The message during worship this morning took note of Hebrews 11, in which Abraham was cited as a champion of faith. “8 By faith Abraham, when called to go to a place he would later receive as his inheritance, obeyed and went, even though he did not know where he was going. 9 By faith he made his home in the promised land like a stranger in a foreign country; he lived in tents, as did Isaac and Jacob, who were heirs with him of the same promise. 10 For he was looking forward to the city with foundations, whose architect and builder is God (NIV).” Abraham had faith, Abraham obeyed, Abraham acted on that faith – but . . . .
Here I deviate from the Pastor’s lesson. Yes, Abraham is the spiritual father of our faith, he is an example in outcome, and in his loyalty in God’s promise. But, he like us, was human. He had his flaws, and his faith was developmental. He grew in the Lord. He had his false starts, doubts, and struggles. He is our father in these things too.
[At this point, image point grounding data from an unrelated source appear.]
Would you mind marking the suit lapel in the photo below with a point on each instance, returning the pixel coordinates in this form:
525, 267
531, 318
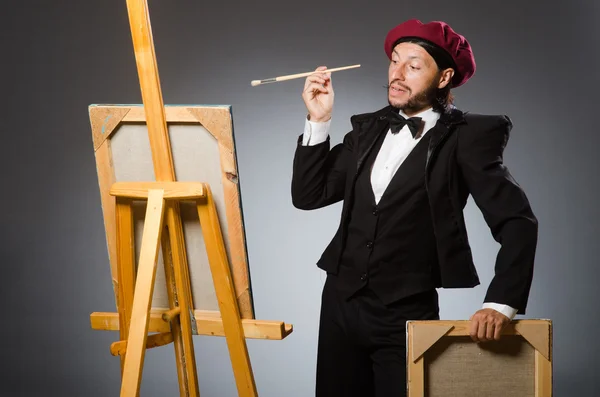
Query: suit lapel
443, 128
368, 137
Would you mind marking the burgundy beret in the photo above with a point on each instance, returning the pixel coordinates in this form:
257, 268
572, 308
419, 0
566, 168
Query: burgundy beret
442, 35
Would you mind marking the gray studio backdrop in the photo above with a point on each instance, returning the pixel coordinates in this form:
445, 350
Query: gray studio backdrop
537, 63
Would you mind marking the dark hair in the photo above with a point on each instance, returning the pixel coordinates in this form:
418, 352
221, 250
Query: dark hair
443, 60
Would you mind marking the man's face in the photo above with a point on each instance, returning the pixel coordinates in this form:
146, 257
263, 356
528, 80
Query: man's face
413, 78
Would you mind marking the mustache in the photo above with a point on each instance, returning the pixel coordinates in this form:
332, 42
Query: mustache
387, 86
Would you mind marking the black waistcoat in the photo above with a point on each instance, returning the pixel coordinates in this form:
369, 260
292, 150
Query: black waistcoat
390, 246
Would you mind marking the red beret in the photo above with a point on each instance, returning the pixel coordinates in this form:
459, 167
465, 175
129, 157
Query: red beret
442, 35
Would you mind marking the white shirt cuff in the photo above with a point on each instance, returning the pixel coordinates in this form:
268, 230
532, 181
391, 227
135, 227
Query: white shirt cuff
315, 133
504, 309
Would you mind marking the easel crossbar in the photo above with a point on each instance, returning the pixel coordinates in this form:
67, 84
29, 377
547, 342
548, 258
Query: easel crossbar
206, 324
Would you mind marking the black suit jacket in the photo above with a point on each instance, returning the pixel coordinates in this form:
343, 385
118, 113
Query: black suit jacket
465, 157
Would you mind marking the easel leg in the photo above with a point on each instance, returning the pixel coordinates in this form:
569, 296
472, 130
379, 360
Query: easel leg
224, 288
180, 297
126, 266
142, 298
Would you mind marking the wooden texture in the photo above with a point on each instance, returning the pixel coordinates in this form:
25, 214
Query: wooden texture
164, 171
186, 125
444, 361
207, 323
181, 190
219, 264
140, 314
126, 267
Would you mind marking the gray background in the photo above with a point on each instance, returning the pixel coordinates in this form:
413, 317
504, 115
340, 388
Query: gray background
537, 63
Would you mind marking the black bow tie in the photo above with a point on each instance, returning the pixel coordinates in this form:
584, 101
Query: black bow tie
397, 122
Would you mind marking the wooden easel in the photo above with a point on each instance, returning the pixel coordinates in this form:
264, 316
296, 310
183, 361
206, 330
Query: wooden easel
163, 228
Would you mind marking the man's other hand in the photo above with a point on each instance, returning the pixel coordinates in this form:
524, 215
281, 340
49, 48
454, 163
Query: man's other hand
487, 325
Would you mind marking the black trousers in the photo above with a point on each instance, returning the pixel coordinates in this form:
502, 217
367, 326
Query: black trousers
362, 342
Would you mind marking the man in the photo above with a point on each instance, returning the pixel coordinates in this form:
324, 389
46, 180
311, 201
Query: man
404, 174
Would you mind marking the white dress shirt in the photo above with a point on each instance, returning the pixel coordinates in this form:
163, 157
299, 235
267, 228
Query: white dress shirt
393, 152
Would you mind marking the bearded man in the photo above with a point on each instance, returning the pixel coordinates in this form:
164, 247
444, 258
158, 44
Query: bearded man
404, 174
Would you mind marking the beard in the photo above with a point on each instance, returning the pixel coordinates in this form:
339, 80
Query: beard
419, 101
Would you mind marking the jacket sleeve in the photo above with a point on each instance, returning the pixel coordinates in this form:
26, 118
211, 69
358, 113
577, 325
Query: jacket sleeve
505, 209
319, 174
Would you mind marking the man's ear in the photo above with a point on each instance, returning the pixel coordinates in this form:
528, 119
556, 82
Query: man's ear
446, 77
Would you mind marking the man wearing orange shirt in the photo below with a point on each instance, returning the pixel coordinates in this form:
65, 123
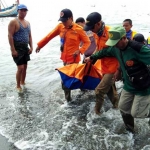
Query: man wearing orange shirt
108, 65
71, 34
When God called the then Abram to leave Harran, he did obey. He trusted in God that he would be given a land, and he went “from [his] country, [his] people and [his] father’s household to the land I will show you (Gen 12:1 NIV).” It is the second part of the promise Abram seemed to have reservations about. Because in verse 2 and following, God tells him He will make him a great nation. He and his offspring will be a blessing to the world.
So what does Abraham do with this promise? He hedges his bets, and takes his heir (his nephew Lot) with him. But this is as man sees, not as God sees. Lot and Abraham soon fall out, and Abraham continues on his journey but questions. “But Abram said, ‘Sovereign Lord, what can you give me since I remain childless and the one who will inherit my estate is Eliezer of Damascus?” And Abram said, “You have given me no children; so a servant in my household will be my heir (Gen 15:2-3 NIV).” Lord – I am childless, Lot has abandoned me, Eliezer is the closest thing I have, so where are the children? God once again promises him a child.
It is Sarah who next hedges the bet. If not Lot or Eliezer, if it is to be your own son – then take my servant Hagar. She will make you a father. Abraham once again follows the human path and concedes. Ishmael is born, but God’s plan and promise is still unfulfilled.
Late in their lives God intervenes, and Sarah conceives Issac: the son of God’s promise. Abraham’s journey was not just one from Harran to Canaan, but from trust in himself and his own plans to those of God. If we are honest with ourselves, are we any different?
Lord, help us to be faithful. Lord aid us in truly trusting you. Your way, not mine, because Lord I am flawed.